If CPUID.1:ECX.AVX = 1 and CPUID.(EAX=07H, ECX=0H):EBX.AVX2 = 0: the destination operand is a YMM register. The source operand support can be either a 32-bit, 64-bit, or 128-bit memory location. Register source encodings are reserved and will #UD.
If CPUID.1:ECX.AVX = 1 and CPUID.(EAX=07H, ECX=0H):EBX.AVX2 = 1: the destination operand is a YMM register. The source operand support can be a register or memory location.

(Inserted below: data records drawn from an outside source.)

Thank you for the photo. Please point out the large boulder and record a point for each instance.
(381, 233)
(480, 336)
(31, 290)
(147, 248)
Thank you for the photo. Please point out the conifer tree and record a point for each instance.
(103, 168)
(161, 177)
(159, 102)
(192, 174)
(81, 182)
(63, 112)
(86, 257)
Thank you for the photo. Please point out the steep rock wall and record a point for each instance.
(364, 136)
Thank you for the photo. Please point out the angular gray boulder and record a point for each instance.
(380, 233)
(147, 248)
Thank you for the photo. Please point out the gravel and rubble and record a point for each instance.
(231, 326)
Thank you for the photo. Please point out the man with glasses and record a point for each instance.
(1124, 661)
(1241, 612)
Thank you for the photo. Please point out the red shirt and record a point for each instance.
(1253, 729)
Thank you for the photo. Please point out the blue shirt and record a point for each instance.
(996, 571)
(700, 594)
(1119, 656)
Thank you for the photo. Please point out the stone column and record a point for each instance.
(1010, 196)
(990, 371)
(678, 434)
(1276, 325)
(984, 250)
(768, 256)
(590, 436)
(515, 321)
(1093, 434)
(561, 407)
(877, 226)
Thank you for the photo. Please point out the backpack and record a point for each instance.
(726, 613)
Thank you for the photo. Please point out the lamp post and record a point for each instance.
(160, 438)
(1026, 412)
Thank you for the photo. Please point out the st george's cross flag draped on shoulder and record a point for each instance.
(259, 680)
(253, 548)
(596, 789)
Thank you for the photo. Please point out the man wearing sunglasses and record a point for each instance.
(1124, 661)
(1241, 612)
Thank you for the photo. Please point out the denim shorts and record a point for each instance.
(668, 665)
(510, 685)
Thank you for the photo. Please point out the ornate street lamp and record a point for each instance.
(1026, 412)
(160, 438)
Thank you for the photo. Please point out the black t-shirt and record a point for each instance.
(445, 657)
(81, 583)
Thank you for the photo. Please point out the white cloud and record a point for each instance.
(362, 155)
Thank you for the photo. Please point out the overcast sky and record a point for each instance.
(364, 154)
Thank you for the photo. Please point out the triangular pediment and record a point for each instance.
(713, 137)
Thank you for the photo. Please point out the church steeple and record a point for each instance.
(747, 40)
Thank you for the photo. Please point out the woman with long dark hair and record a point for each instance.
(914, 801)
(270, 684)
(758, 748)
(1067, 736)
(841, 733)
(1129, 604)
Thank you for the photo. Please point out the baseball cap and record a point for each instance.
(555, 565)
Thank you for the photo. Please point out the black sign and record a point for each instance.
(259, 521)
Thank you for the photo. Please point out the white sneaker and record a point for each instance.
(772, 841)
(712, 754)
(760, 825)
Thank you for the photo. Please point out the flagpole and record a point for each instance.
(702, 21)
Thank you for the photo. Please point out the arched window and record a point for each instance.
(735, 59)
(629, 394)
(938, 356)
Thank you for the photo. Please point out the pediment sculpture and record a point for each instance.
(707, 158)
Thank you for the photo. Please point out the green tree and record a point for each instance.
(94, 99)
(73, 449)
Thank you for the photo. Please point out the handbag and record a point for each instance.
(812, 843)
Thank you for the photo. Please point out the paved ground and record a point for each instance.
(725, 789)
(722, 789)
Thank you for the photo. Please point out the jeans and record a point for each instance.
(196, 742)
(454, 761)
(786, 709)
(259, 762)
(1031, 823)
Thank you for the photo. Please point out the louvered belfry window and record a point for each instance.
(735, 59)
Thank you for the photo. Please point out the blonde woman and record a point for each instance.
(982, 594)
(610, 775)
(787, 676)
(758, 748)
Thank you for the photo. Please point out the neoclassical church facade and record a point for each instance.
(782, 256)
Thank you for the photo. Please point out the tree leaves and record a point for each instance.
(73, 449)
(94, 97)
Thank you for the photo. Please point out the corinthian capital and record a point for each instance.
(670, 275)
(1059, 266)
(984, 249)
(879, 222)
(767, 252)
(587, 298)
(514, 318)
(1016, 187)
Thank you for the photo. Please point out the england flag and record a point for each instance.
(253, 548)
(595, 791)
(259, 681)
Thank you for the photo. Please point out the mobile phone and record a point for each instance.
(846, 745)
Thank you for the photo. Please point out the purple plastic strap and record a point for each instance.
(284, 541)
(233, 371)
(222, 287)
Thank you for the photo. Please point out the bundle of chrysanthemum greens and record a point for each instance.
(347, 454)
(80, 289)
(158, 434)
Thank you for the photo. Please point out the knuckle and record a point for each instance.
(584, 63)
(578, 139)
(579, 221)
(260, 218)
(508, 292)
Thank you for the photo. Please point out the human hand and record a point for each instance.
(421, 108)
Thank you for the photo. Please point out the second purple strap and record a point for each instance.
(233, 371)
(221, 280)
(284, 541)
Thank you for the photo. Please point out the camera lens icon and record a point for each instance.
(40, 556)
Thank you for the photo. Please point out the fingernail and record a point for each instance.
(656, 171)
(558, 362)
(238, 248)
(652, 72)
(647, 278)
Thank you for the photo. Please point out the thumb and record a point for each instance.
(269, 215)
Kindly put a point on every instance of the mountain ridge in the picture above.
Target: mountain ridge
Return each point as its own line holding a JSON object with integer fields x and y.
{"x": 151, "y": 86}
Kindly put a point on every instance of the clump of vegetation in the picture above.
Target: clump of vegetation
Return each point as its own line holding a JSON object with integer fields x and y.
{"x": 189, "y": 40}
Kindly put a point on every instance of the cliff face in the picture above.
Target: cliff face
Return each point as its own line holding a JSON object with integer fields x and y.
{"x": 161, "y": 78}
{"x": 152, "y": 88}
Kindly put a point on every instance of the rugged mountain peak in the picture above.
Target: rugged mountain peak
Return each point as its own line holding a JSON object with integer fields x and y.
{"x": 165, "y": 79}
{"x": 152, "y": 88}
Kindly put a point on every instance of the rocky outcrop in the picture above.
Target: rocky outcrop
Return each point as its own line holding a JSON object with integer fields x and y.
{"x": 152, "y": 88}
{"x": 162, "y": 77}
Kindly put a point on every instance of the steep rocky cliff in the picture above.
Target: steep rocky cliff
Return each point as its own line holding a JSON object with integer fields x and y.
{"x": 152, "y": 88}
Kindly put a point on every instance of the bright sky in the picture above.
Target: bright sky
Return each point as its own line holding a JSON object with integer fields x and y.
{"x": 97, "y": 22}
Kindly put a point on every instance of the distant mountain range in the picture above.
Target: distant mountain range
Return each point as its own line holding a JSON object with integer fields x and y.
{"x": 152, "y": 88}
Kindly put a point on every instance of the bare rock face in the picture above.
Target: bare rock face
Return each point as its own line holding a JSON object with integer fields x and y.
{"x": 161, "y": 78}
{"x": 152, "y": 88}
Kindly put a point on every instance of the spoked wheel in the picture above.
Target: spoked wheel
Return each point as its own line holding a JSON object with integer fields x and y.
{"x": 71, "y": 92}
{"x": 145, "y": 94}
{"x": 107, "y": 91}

Note: In VEX-encoded versions, VEX.vvvv is reserved and must be 1111b otherwise instructions will #UD. An attempt to execute VBROADCASTSD or VBROADCASTF128 encoded with VEX.L= 0 will cause an #UD exception. Attempts to execute any VBROADCAST* instruction with VEX.W = 1 will cause #UD.

m32	X0
X0	X0
VBROADCASTSS Operation (VEX.256 encoded version)	Figure 4-27. X0
X0	X0
VBROADCASTSS Operation (128-bit version)	Figure 4-28.
X0	m64
X0	X0
VBROADCASTSD Operation	Figure 4-29. X0 X0
VBROADCASTF128 Operation	Figure 4-30.

Operation

VBROADCASTSS (128 bit version)
temp ← SRC[31:0]
DEST[31:0] ← temp
DEST[63:32] ← temp
DEST[95:64] ← temp
DEST[127:96] ← temp
DEST[VLMAX-1:128] ← 0
VBROADCASTSS (VEX.256 encoded version)
temp ← SRC[31:0]
DEST[31:0] ← temp
DEST[63:32] ← temp
DEST[95:64] ← temp
DEST[127:96] ← temp
DEST[159:128] ← temp
DEST[191:160] ← temp
DEST[223:192] ← temp
DEST[255:224] ← temp
VBROADCASTSD (VEX.256 encoded version)
temp ← SRC[63:0]
DEST[63:0] ← temp
DEST[127:64] ← temp
DEST[191:128] ← temp
DEST[255:192] ← temp
VBROADCASTF128
temp ← SRC[127:0]
DEST[127:0] ← temp
DEST[VLMAX-1:128] ← temp

Intel C/C++ Compiler Intrinsic Equivalent

VBROADCASTSS:	__m128 _mm_broadcast_ss(float *a);
VBROADCASTSS:	__m256 _mm256_broadcast_ss(float *a);
VBROADCASTSD:	__m256d _mm256_broadcast_sd(double *a);
VBROADCASTF128:	__m256 _mm256_broadcast_ps(__m128 * a);
VBROADCASTF128:	__m256d _mm256_broadcast_pd(__m128d * a);

Flags Affected

None.

Other Exceptions

See Exceptions Type 6; additionally

#UD	If VEX.L = 0 for VBROADCASTSD, If VEX.L = 0 for VBROADCASTF128, If VEX.W = 1.